The Hardest To Do
The hardest thing in the world to do is to take something back: something that was or wasn’t said or done; something that happened or should have happened. This is the hardest thing in the world to do, because it is impossible. Regret keeps us up well into the night. It rattles our brains, and upsets our stomachs. It distracts from life, and advances death. It is the ultimate anxiety, the perilous “could’ve, should’ve, would’ve,” the nagging thought that everything could be better had we made a different decision.
I live with regret. It’s a fleeting feeling for me. It comes in times when I remember the night my mother died (what if we’d called the ambulance earlier?), or when I relive the sting of my ex’s infidelity (what if I’d left the bar a few minutes earlier the night we met?).

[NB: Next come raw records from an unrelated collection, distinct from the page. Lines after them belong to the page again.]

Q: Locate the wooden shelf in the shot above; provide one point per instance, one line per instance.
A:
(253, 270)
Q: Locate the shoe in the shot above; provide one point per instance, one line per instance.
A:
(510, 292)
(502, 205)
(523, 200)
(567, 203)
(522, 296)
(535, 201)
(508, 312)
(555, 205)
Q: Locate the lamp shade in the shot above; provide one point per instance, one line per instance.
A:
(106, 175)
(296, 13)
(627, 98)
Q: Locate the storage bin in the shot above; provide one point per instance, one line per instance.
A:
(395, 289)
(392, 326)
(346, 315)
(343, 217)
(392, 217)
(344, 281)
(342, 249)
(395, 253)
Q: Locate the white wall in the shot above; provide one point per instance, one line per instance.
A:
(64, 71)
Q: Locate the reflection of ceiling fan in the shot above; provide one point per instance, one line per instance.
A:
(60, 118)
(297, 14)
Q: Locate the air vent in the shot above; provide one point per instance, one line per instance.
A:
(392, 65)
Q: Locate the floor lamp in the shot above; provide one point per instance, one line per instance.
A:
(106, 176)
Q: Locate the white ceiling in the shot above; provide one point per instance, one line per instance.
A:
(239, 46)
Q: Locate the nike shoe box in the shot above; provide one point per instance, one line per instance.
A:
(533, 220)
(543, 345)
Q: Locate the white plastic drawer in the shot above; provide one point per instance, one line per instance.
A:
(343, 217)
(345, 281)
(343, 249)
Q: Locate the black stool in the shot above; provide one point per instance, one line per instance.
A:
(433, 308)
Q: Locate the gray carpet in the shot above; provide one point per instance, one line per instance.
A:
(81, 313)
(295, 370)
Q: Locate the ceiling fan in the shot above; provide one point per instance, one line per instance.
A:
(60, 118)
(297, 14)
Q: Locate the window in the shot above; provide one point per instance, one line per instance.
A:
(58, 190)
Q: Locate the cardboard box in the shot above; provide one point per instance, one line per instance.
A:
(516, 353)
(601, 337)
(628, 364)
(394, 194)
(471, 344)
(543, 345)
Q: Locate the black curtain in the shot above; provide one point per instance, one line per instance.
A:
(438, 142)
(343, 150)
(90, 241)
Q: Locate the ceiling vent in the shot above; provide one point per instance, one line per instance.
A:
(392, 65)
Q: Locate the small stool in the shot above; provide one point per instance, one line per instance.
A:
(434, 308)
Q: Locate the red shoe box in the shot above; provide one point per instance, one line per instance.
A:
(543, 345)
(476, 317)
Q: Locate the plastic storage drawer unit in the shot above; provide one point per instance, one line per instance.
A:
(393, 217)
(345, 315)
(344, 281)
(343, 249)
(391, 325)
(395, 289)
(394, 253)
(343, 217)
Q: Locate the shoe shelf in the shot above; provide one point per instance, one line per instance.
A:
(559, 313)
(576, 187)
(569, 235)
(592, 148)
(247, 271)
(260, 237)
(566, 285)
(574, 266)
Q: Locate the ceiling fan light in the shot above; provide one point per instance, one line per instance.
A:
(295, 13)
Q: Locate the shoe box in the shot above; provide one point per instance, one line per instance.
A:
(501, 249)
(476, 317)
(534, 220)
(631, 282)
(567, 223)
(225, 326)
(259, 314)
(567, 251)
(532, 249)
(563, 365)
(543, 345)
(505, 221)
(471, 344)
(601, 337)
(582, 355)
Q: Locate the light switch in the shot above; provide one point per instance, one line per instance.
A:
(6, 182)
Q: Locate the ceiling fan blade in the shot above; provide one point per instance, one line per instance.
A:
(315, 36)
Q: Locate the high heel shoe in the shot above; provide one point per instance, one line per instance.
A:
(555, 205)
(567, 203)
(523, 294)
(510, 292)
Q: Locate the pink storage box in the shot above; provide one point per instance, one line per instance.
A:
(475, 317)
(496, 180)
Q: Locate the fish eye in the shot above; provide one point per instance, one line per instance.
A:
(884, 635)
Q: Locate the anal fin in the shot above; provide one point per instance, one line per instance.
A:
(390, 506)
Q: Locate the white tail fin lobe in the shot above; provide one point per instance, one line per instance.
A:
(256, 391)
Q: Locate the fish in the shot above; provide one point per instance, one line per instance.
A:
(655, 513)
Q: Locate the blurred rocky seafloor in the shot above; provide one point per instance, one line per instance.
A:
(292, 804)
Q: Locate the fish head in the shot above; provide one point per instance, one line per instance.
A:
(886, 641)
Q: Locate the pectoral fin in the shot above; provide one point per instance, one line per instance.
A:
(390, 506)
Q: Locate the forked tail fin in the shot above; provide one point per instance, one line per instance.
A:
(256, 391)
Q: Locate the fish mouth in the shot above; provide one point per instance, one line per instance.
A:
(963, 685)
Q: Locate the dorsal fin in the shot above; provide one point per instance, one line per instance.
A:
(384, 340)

Would the outcomes have changed? Would my mother still be alive? Would I never have known the pain my ex caused?
We toss and turn at night thinking of such things, and though some of you might say you live without regret, you know the feeling.
What makes regret so unbearable isn’t that we regret doing what we did (or didn’t do). What we really regret is the outcome of our action (or inaction), which means sometimes, we regret things we weren’t responsible for.
Translation: We torture ourselves not only with the regret of what we did, but also with the nagging unknown—would the outcome have changed anyway?
The most extreme example to showcase this wicked phenomenon is Dr. William Petit. His story is the ultimate family horror. In 2007, his wife, Jennifer, and daughters, Hayley and Michaela, were brutally massacred in their suburban Connecticut home, victims of a sadistic home invasion.
Hayley was found at the top of the stairs. She’d been tied to her bed, raped, and soaked with gasoline before she was set aflame. She’d managed to escape her binds, but the fire proved fatal, and her struggle to freedom ended just outside her bedroom. She was 17. Jennifer and Michaela suffered similar fates.
Bill, on the other hand, survived. Left for dead by Steven Hayes and Josh Komisarjevsky, he lost seven pints of blood after being struck with a baseball bat, and restrained in his basement. He managed to free himself, and make it to a neighbor’s house.
Bill lives with regret. Any father would, I suppose. He, the protector, the provider, was unable to save his family. What more could he have done? What if they’d been on vacation that night? What if…?
So many questions, so many scenarios playing over and over again. The nagging unknown. The outcome…the horrifying outcome.
The truth, of course, is that it wasn’t in Bill’s power to change what was going to happen. But that doesn’t matter. Regret shows no sign of rationality.
Steven will die for his involvement in the Petit family murders. Josh’s trial starts this year. Little solace for Bill. Anguish, not justice, is his companion.
During the trial, the tables turn somewhat. Jurors and the media look to the defendants for signs of another kind of regret: remorse.
This intrigues me. Do the killers feel regret? Yes, probably—for getting caught. Remorse—now there’s a interesting subject. It is perhaps the ultimate punishment. As I see it, remorse is the self-inflicted torture by a person for affecting another the way he did. Unlike the irrationality of Bill’s regret, regret in the form of remorse is absolutely appropriate.
I suppose if you take anything from this, it’s that when you are alone at night, trying to overcome that queasy guilt in the pit of your stomach, think about where it’s coming from: a place of illogical self-blame, or true remorse.
If what you feel is guilt over an outcome you may or may not have influenced, think of Bill Petit: the man who keeps going. It is within all of us to overcome. It just takes courage—and inspiration.
We all have these instances in our lives: times that can kill us or strengthen us. They seem to pale in comparison with the Petit heartbreak, but they are real for us nonetheless. When faced with them, let us choose to rise.